Section: Overall Objectives
Introduction
The overall objective of the PERCEPTION research team is to develop theories, models, methods, and systems in order to allow computers to see and to understand what they see. A major difference between classical computer systems and computer vision systems is that while the former are guided by sets of mathematical and logical rules, the latter are governed by the laws of nature. It turns out that formalizing interactions between an artificial system and the physical world is a tremendously difficult task.

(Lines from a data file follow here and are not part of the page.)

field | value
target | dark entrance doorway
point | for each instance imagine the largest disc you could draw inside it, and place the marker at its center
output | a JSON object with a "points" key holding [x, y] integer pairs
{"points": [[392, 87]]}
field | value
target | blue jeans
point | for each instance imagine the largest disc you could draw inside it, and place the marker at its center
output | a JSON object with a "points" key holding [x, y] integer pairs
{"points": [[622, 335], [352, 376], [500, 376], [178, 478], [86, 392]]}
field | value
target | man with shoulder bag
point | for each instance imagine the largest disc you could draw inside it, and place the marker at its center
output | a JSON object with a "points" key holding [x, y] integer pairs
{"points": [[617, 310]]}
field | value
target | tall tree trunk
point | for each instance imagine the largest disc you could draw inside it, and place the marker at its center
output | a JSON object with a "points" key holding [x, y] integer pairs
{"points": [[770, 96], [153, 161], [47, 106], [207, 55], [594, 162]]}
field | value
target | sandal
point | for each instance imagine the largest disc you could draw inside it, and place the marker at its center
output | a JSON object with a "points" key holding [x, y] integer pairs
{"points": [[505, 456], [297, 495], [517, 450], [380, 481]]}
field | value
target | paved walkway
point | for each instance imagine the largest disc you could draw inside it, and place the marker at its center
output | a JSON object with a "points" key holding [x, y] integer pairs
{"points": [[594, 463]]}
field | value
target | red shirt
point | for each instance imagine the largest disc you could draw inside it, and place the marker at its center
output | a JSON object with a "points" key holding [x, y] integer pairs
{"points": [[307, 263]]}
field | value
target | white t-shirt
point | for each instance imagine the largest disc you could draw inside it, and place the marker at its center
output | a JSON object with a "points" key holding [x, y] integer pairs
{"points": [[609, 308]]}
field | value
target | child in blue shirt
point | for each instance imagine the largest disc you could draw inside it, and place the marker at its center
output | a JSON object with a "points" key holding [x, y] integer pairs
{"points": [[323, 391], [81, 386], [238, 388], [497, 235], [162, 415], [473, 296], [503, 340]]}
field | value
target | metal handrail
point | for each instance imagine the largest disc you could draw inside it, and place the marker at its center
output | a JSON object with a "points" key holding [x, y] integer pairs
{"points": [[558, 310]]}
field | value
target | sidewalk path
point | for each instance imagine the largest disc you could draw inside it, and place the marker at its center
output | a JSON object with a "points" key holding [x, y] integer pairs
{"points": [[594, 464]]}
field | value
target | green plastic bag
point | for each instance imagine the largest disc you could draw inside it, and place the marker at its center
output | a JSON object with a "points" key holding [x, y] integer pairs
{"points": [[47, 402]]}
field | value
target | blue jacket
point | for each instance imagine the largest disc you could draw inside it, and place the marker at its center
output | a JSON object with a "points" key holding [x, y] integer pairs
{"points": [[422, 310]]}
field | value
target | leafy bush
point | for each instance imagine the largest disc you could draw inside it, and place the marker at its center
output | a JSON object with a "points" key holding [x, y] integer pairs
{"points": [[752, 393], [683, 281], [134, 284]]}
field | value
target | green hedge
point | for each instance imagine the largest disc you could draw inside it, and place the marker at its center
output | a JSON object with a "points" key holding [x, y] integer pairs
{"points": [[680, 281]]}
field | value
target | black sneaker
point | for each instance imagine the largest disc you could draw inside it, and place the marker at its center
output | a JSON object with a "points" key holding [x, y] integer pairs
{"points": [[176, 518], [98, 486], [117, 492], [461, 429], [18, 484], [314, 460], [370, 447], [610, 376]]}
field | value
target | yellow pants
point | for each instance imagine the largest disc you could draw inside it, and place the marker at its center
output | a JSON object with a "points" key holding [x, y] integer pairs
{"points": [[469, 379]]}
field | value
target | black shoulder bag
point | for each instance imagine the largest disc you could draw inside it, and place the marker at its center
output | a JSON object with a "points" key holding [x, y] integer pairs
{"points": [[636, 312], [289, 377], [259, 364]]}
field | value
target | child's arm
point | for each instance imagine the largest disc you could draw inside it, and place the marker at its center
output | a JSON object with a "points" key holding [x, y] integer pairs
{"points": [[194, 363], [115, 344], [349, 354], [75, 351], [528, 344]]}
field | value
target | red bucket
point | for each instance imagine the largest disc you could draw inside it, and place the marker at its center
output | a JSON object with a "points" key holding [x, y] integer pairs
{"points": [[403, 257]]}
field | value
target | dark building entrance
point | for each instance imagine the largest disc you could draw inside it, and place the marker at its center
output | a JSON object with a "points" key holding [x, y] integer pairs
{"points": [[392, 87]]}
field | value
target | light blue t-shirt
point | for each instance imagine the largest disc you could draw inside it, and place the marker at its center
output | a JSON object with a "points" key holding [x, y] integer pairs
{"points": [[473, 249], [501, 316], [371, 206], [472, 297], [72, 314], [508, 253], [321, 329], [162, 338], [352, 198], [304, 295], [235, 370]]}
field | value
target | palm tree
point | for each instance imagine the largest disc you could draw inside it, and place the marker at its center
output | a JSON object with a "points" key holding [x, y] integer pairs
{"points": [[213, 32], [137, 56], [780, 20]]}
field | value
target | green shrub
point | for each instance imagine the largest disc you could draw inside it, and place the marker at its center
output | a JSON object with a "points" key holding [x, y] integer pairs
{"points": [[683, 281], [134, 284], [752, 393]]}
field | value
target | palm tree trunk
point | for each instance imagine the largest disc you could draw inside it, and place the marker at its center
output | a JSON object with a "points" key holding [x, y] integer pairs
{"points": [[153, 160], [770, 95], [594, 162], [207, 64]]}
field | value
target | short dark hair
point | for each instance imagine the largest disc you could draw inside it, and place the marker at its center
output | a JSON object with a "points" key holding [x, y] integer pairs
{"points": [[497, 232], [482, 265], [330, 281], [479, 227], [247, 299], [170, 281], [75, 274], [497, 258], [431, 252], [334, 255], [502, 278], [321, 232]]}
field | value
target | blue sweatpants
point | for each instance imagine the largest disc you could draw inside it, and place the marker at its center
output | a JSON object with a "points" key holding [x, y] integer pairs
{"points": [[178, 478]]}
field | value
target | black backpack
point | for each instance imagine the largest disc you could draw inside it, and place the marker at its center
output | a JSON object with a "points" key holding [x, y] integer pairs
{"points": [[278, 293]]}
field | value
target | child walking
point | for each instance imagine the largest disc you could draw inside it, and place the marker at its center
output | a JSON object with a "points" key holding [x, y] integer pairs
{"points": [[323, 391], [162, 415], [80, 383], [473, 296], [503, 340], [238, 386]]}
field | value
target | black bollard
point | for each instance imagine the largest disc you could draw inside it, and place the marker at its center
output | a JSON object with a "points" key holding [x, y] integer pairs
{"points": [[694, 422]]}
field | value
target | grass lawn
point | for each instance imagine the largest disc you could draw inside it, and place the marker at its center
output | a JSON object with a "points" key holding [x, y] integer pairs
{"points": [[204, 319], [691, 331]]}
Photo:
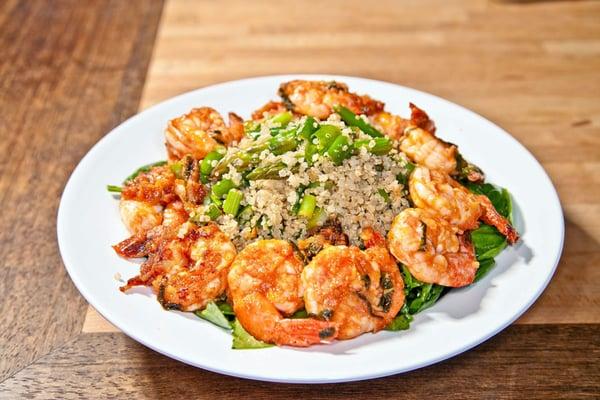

A first objective is to be able to gather images and videos with one or several cameras, to calibrate them, and to extract 2D and 3D geometric information from these images and videos. This is an extremely difficult task because the cameras receive light stimuli and these stimuli are affected by the complexity of the objects (shape, surface, color, texture, material) composing the real world. The interpretation of light in terms of geometry is also affected by the fact that the three dimensional world projects onto two dimensional images and this projection alters the Euclidean nature of the observed scene.
A second objective is to analyse articulated and moving objects. The real world is composed of rigid, deformable, and articulated objects. Solutions for finding the motion fields associated with deformable and articulated objects (such as humans) remain to be found. It is necessary to introduce prior models that encapsulate physical and mechanical features as well as shape, aspect, and behaviour. The ambition is to describe complex motion as “events” at both the physical level and at the semantic level.
A third objective is to describe and interpret images and videos in terms of objects, object categories, and events. In the past it has been shown that it is possible to recognize a single occurrence of an object from a single image. A more ambitious goal is to recognize object classes such as people, cars, trees, chairs, etc., as well as events or objects evolving in time . In addition to the usual difficulties that affect images of a single object there is also the additional issue of the variability within a class. The notion of statistical shape must be introduced and hence statistical learning should be used. More generally, learning should play a crucial role and the system must be designed such that it is able to learn from a small training set of samples. Another goal is to investigate how an object recognition system can take advantage from the introduction of non-visual input such as semantic and verbal descriptions. The relationship between images and meaning is a great challenge.
A fourth objective is to build vision systems that encapsulate one or several objectives stated above. Vision systems are built within a specific application. The domains at which vision may contribute are numerous:
-
Multi-media technologies and in particular film and TV productions, database retrieval;
-
Visual surveillance and monitoring;
-
Augmented and mixed reality technologies and in particular entertainment, cultural heritage, telepresence and immersive systems, image-based rendering and image-based animation;
-
Embedded systems for television, portable devices, defense, space, etc.